MicroSynth — panel method vs the R ``microsynth`` (Seattle DMI)
===============================================================

.. currentmodule:: mlsynth

Cross-validation of MicroSynth's panel method
(``weight_method="panel"``) against the R ``microsynth`` package
(Robbins, Saunders & Kilmer 2017, JASA; Robbins & Davenport 2021, JSS v97i02)
on the package's canonical **Seattle Drug Market Intervention** example.

What the panel method does
--------------------------

Reading ``microsynth/R/weights.r``: when ``match.out`` (lagged outcomes) is
supplied, the package's ``my.qp`` (a ``LowRankQP`` solve) chooses control
weights by a **non-negative quadratic program** — exactly balance the
covariate **totals** (an intercept makes the weights sum to the treated count)
and **least-squares**-fit the lagged outcomes, with :math:`w \\ge 0`. Raking
(``survey::calibrate``) is only the covariate-only initialization/fallback, not
the panel weights themselves.

That objective is rank-deficient over a large control pool: it constrains the
weights only through a handful of totals (here 10 covariate + 12 lagged-outcome
constraints across ~9600 controls), so the counterfactual is **not identified
by the constraints alone**. On this data the feasible period-13 effect ranges
over roughly :math:`[-392, +153]`; ``LowRankQP`` simply returns its
interior-point iterate. mlsynth adds a strictly-convex ridge
(``panel_ridge``) that selects the unique **minimum-norm / maximum-ESS**
optimum — the most diffuse synthetic control consistent with exact covariate
balance and the best lagged-outcome fit.

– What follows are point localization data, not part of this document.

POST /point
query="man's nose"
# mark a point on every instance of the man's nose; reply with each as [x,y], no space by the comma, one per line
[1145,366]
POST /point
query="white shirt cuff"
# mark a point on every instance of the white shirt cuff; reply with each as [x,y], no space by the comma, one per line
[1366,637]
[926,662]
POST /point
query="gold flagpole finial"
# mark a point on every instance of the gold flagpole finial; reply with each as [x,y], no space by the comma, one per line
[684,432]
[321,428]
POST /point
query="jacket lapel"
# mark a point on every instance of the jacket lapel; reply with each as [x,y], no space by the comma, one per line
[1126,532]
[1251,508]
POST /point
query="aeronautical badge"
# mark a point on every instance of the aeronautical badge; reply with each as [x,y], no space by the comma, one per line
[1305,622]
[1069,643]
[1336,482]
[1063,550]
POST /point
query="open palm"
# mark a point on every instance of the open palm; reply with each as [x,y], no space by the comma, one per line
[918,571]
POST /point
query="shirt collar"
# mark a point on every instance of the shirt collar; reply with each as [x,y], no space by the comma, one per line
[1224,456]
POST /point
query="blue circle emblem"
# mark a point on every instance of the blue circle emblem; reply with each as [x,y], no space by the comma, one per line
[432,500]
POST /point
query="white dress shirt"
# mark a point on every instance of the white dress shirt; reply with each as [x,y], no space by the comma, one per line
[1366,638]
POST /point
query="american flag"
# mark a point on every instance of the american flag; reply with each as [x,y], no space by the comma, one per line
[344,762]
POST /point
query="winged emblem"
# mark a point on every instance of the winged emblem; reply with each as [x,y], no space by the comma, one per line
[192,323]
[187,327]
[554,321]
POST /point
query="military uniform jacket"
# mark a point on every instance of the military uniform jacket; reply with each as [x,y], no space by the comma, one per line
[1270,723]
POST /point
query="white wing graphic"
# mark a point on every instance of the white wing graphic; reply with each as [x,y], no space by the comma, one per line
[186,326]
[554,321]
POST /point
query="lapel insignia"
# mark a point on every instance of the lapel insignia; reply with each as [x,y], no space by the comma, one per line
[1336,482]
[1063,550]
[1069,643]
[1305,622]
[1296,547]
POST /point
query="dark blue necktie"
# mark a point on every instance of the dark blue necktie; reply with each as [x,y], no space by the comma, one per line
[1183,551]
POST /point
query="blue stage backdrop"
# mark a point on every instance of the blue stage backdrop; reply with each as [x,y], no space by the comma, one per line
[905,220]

Because ``LowRankQP``'s interior-point
solution is itself near that point, the two coincide to 3–4 significant
figures, making this a genuine cross-validation rather than a comparison of
solver artifacts.

Data
----

``basedata/seattledmi.parquet`` — the R ``microsynth`` package's ``seattledmi``
dataset (``data(seattledmi)``), trimmed to the columns this case uses
(ID/time/Intervention + the four Table 2 outcomes + the 9 census covariates).
Full panel: 9642 census blocks × 16 periods, 39 treated blocks,
``Intervention`` on from ``time >= 13``.

Configuration matches mlsynth's one-outcome MicroSynth exactly:
``match.out = c("any_crime")``, ``match.covar`` = the 9 census covariates,
``start.pre = 1``, ``end.pre = 12``, ``end.post = 16``.

Result
------

Per-period total treatment effect on ``any_crime`` (Treated − synthetic
Control):

==========  ===========  ================
Period      mlsynth      R ``microsynth``
==========  ===========  ================
13          −33.06       −33.06
14          −74.43       −74.35
15          −45.35       −45.45
16          −64.86       −64.89
**ATT**     **−54.43**   **−54.44**
==========  ===========  ================

Per-period effects agree to ~0.1 crimes and the ATT to ~0.01. The identified
quantities both packages pin agree exactly: weights sum to the treated count
(39) and covariate + lagged-outcome balance is exact (max \|SMD\| ≈ 1e-10).
The ridge-selected optimum has effective sample size ≈ 378 (the most diffuse
control consistent with the fit).

The placebo-permutation test (mlsynth ``run_inference=True``,
``permutation_test="lower"``) finds the crime reduction significant: the
observed ATT lies well below every placebo group (≈ 7 placebo SDs out), so the
one-sided p-value sits at the ``1/(1 + n_permutations)`` floor — matching the
R package's reported significant reductions on this example.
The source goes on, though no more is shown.